Unlocking the past: Release of hazardous contaminants into water from thawing permafrost

Gulfam-E-Jannart, S., L. El Bitar, B.S. Baghirzade, U. Arora, N. Sinha, S. Dev, M. Kanevskiy, S. Aggarwal, M.J. Kirisits, and N.B. Saleh, 2025: Unlocking the past: Release of hazardous contaminants into water from thawing permafrost, Journal of Hazardous Materials, 495, https://doi.org/10.1016/j.jhazmat.2025.139068

Abstract

Permafrost covers nearly 15 % of the northern hemisphere’s land and is a repository of inorganic and organic chemicals and entombed microbes.
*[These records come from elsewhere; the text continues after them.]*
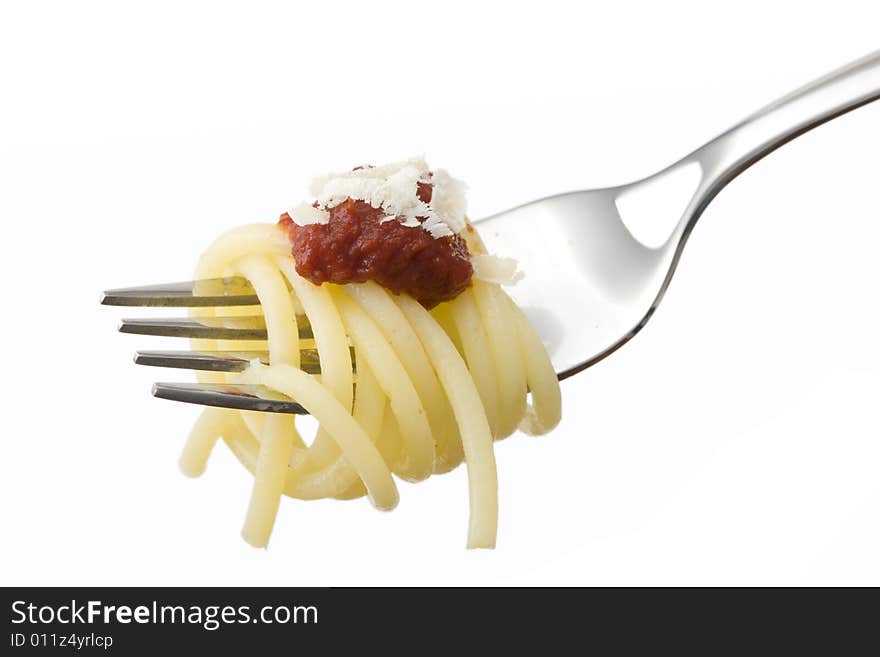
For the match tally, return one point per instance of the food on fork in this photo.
(424, 359)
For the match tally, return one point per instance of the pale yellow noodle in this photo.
(417, 403)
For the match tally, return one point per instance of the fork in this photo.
(597, 262)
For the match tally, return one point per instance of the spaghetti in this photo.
(403, 390)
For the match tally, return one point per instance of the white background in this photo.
(735, 441)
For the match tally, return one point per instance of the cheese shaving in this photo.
(305, 214)
(394, 188)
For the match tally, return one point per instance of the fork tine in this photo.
(211, 328)
(232, 291)
(220, 361)
(239, 397)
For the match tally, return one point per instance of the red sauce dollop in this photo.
(355, 247)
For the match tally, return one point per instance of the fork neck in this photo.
(734, 151)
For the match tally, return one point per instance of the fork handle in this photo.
(832, 95)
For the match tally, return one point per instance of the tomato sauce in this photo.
(355, 247)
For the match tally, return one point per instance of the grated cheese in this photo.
(394, 188)
(305, 214)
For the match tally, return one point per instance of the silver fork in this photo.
(597, 262)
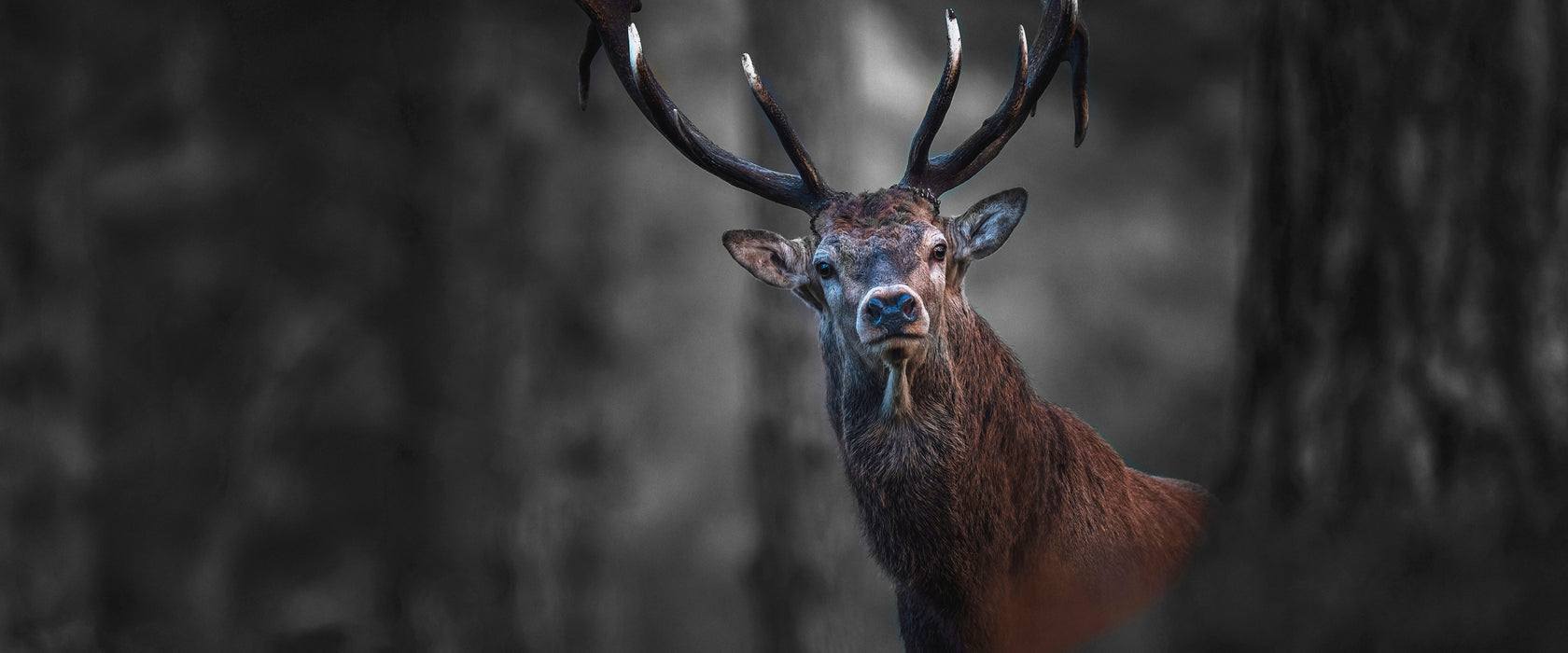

The warming of the climate will likely lead to the thawing of more than two-thirds of this frozen environmental system by the end of the century and alter the permafrost terrain profoundly. Thermokarst lakes and wetlands generated will be such landforms placed at the first line of exposure of the released hazardous constituents. This perspective presents the state of knowledge on permafrost’s biogeochemistry across the globe to anticipate potential release of hazardous biogeochemical materials and evaluates the overlap of temperature anomaly with the existing permafrost and thermokarst regions. The analyses presented in this perspective highlight that toxic metal(loids) [e.g., As, Cr, Ni, Co, Hg, etc.], microbes [e.g., methanogens, iron and sulfate reducers, ammonia oxidizers, H1N1, Alaskapox viruses, and psychrophilic fungi, etc.], and synthetic organics [e.g., PAHs, PFAS, etc.] have been found to have released from permafrost and such release will be exacerbated with the warming climate. This perspective further notes that release and fate of hazardous chemical and biological contaminants will be driven by the complex interplay between biogeochemistry, hydrogeology, and exacerbated thawing.